Anorexia and obesity are both symptoms and responses of our culture's obesogenic climate. Western countries especially suffer from food preferences high in sugar, increasingly sedentary lifestyles, and an obsession with overindulging in food. We make it part of our tradition (huge meals at christmas and easter for example, and the fact that almost every special occasion or celebration is marked by the over consumption of sugar,) and the response to this has been people are getting bigger. 60% of people in the UK are overweight, and by 2050 half the UK population will be classed as obese.
The flip side to this is anorexia and bulimia. These conditions have been around for ages (anorexia nervosa was first characterised in 1873, but has probably existed in human history for millennia.) I have nothing to back this next part up with, as it is my opinion: the uptick in anorexia prevalence might be reactionary. As we have seen obesity rates rise, we have seen an increase in body scrutiny and critique, high profile diets, and in general conversation about how fat people are 'unhealthy' and 'undesirable' from a social standpoint (just look at the tropes from 80's and 90's media, the unpopular, bullied, put-upon fat kid was always the butt of jokes.) As people have internalised this "fat bad" mantra over the decades, people have taken extreme measures to ensure they do not become fat. Diet and weight loss culture notwithstanding, the extremest form of control results in the mental disorders we call anoreixa, bulimia and body dysmorphic disorder. The more people who resort to extreme measures and succumb to these conditions, the more prevalent it becomes, the more profile it gains, and the more vulnerable people become ensnared in the cycle.
Both are 'unhealthy' In vastly different ways. It is possible to function relatively normally while not at your optimal weight, but the further you diverge from optimal, the less healthy you will become, whether this be towards the under or overweight ends of the spectrum.
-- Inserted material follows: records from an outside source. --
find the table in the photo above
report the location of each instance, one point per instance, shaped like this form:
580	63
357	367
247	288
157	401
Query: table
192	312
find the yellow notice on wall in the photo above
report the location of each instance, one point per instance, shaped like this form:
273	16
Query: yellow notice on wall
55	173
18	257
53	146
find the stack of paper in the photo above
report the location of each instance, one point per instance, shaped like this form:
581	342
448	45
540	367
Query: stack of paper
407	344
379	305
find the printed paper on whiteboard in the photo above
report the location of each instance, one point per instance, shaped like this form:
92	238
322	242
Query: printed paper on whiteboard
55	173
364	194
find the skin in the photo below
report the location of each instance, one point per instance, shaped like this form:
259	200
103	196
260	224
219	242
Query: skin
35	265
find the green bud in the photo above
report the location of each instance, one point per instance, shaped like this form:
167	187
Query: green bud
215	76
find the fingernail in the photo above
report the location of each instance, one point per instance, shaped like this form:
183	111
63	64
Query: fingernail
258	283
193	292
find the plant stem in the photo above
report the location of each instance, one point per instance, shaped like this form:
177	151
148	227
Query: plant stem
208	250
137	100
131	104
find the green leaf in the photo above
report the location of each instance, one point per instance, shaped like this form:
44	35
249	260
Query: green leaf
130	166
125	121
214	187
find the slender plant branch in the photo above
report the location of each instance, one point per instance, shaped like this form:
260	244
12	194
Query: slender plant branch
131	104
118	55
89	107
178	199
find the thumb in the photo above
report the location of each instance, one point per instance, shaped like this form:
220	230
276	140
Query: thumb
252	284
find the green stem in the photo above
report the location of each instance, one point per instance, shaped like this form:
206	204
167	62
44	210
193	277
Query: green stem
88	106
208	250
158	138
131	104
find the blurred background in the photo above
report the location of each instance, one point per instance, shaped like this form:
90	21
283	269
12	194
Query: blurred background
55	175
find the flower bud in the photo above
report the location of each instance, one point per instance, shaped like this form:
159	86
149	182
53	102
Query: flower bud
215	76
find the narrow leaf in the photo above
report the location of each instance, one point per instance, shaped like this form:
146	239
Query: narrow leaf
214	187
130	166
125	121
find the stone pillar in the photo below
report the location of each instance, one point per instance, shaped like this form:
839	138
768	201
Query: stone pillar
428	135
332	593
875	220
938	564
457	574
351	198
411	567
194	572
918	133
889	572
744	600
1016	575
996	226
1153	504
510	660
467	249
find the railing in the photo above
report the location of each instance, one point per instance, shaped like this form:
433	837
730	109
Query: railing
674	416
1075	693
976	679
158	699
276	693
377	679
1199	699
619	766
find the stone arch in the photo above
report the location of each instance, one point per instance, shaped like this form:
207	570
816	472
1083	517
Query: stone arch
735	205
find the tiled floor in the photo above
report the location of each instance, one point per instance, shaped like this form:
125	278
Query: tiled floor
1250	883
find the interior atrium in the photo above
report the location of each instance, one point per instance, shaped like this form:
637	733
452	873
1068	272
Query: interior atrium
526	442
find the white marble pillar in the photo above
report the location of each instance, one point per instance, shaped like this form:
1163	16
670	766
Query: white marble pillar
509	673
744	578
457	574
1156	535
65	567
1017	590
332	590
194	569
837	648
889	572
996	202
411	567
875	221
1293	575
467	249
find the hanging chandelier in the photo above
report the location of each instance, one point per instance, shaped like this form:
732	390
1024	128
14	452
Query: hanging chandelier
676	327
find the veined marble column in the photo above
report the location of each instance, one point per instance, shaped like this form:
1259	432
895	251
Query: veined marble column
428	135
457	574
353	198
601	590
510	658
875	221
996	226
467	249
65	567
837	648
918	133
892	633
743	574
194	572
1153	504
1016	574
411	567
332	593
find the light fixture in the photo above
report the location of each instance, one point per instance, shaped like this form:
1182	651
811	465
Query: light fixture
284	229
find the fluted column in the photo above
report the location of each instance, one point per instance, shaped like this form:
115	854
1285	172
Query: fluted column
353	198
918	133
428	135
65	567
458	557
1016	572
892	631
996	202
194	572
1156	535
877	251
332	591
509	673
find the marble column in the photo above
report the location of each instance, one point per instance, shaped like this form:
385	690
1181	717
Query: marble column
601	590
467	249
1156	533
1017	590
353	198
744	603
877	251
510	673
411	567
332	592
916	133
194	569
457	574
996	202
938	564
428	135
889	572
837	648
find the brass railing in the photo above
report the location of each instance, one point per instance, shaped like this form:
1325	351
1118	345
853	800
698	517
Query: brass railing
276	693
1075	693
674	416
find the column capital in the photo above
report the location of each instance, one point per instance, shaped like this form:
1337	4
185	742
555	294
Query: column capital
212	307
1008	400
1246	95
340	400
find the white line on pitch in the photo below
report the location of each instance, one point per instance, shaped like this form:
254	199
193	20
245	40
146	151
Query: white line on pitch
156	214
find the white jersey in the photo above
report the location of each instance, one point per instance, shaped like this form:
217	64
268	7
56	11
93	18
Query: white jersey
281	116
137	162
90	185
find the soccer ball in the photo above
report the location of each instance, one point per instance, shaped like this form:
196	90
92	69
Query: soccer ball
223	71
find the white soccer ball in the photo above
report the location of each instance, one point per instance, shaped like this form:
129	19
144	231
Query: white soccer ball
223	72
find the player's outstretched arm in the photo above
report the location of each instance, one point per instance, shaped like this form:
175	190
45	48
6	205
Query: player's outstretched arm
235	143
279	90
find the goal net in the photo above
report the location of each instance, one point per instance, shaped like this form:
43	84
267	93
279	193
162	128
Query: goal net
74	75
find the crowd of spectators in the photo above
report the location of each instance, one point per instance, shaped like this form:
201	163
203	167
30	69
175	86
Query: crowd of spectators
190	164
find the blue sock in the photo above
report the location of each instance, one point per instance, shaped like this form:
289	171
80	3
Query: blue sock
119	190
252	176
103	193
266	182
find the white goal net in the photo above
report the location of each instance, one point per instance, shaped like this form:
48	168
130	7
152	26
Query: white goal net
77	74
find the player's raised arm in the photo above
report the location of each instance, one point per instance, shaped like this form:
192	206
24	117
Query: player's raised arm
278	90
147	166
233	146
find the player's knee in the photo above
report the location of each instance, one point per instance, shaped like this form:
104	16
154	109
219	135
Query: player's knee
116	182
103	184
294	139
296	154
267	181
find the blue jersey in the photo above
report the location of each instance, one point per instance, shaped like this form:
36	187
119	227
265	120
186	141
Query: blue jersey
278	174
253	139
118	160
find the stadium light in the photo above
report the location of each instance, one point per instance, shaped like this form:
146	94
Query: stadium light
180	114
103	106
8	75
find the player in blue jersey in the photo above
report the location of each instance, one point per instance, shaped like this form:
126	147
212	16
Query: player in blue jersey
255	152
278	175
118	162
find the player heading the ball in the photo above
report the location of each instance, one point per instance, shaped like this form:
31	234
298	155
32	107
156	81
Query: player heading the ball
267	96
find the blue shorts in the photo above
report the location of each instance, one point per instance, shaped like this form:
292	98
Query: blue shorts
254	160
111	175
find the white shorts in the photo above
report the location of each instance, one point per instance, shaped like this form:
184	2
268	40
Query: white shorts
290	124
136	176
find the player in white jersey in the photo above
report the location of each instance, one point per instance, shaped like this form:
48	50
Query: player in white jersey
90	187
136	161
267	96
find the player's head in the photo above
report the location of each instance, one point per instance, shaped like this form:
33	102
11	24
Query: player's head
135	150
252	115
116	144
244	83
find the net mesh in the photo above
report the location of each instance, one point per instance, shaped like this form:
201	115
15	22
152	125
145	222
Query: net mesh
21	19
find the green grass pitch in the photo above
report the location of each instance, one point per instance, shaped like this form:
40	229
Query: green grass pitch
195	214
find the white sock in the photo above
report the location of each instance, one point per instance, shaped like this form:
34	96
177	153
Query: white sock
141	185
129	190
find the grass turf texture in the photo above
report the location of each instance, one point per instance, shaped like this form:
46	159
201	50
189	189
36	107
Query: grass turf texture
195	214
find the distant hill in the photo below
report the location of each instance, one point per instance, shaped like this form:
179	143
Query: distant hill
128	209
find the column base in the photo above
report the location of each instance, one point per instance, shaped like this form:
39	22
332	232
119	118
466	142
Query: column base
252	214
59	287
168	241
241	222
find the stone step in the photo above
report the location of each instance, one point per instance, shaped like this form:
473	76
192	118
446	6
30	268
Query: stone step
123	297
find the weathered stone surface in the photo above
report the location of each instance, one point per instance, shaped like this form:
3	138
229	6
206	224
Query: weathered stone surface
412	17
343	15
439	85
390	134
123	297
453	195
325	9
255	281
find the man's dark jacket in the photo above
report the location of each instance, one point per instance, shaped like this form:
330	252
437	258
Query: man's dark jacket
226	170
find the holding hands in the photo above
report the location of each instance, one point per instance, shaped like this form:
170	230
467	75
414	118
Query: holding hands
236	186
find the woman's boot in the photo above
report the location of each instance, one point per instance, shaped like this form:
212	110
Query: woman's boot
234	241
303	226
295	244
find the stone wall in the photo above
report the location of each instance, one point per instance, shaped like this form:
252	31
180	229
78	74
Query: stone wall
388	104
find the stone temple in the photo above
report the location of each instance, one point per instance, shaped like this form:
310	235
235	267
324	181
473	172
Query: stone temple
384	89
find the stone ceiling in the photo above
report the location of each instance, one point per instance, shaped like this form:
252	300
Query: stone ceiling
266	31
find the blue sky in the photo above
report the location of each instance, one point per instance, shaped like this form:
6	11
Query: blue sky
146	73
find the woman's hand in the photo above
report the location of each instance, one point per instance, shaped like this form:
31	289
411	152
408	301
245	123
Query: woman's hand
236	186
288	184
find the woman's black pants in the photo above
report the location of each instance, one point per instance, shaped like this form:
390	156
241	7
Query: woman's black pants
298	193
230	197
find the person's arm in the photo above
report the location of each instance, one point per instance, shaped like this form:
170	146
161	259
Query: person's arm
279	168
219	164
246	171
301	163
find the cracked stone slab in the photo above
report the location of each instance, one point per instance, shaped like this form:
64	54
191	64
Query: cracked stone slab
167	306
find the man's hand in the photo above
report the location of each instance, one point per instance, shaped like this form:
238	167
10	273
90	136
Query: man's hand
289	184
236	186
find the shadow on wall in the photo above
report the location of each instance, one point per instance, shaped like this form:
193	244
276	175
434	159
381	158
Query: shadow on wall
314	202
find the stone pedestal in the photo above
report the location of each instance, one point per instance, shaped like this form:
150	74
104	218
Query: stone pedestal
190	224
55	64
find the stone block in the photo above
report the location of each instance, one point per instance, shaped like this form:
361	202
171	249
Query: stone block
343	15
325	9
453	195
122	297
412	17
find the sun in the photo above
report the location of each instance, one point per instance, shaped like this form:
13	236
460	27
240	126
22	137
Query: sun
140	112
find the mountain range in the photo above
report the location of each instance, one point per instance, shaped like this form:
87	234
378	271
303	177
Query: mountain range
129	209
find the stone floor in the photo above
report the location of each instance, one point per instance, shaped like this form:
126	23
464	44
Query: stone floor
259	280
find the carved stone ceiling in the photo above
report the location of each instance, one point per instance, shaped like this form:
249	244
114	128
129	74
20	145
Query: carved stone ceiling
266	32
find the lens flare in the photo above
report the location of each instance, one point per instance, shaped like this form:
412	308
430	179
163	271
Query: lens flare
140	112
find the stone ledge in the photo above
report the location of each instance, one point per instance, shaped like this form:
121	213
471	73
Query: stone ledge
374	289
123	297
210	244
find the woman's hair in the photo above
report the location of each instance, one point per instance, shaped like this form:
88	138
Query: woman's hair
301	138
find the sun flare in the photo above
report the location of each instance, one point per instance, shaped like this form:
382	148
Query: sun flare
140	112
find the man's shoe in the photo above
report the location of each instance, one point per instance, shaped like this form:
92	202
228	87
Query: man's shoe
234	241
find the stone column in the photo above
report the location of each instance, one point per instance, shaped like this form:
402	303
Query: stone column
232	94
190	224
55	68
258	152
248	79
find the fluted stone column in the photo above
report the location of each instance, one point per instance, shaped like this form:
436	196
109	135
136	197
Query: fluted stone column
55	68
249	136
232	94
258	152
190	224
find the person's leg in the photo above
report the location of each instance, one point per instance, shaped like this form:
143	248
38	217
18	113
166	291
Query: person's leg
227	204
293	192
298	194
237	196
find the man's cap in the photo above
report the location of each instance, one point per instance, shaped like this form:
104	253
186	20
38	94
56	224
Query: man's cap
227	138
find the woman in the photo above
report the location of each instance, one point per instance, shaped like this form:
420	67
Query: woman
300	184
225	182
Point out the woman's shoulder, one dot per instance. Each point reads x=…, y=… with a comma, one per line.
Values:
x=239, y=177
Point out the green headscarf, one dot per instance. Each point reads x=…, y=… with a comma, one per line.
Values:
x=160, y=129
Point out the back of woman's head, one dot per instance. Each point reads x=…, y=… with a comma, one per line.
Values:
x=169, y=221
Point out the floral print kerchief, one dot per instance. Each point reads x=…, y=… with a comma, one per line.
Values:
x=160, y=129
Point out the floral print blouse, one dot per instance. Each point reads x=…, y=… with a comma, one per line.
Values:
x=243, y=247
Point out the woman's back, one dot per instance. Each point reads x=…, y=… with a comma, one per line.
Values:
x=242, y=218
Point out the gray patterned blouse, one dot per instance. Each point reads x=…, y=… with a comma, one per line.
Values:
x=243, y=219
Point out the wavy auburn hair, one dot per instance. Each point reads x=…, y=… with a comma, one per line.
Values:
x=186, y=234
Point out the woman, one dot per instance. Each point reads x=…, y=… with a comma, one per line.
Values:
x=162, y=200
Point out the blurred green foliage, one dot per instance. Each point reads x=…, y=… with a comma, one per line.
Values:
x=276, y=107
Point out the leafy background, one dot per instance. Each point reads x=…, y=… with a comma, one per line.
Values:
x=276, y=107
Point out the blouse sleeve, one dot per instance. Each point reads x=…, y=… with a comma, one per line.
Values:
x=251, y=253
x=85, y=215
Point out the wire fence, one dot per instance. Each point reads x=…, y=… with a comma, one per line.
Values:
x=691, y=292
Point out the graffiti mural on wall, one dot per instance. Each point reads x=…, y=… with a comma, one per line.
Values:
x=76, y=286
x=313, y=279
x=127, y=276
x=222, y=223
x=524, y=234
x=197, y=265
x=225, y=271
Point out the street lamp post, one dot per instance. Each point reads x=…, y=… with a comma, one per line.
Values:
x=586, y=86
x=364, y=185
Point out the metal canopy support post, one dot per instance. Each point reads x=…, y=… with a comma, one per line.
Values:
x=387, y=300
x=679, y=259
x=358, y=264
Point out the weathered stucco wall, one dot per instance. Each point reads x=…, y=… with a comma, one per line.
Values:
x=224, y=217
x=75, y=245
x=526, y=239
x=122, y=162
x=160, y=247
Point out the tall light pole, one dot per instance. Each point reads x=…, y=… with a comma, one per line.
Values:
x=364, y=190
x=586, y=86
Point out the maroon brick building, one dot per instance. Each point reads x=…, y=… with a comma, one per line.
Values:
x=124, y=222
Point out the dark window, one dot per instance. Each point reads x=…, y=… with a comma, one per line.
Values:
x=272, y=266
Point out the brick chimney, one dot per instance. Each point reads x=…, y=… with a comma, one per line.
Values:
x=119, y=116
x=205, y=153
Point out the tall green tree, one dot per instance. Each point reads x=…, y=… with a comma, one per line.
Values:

Point is, we have never lived in a culture so obsessed with weight as a marker of success, or in a food environment so detrimental to our ability to maintain a healthy weight.
'Fat acceptance,' 'body-positivism,' 'pro-ana' are really all sides of the same dice. We, are a society, have lost control of our bodies, and have not been in control for some time. Our culture is to blame, and yet we readily attack those who do not fit with our prescribed notion of who looks too fat or who looks too thin. Acceptance movements do not address the root of the problem, they only provide a temporary respite to people who feel -rightly- that they have lost control and hope over their own situations. We, as a society, must take responsibility for the state of our food pyramid, food culture, our bodies and our health. If we want to be healthy, we must identify the antecedents of our disease and remove them, rather than bargain with ourselves and pretend that we, and everything else, is ok.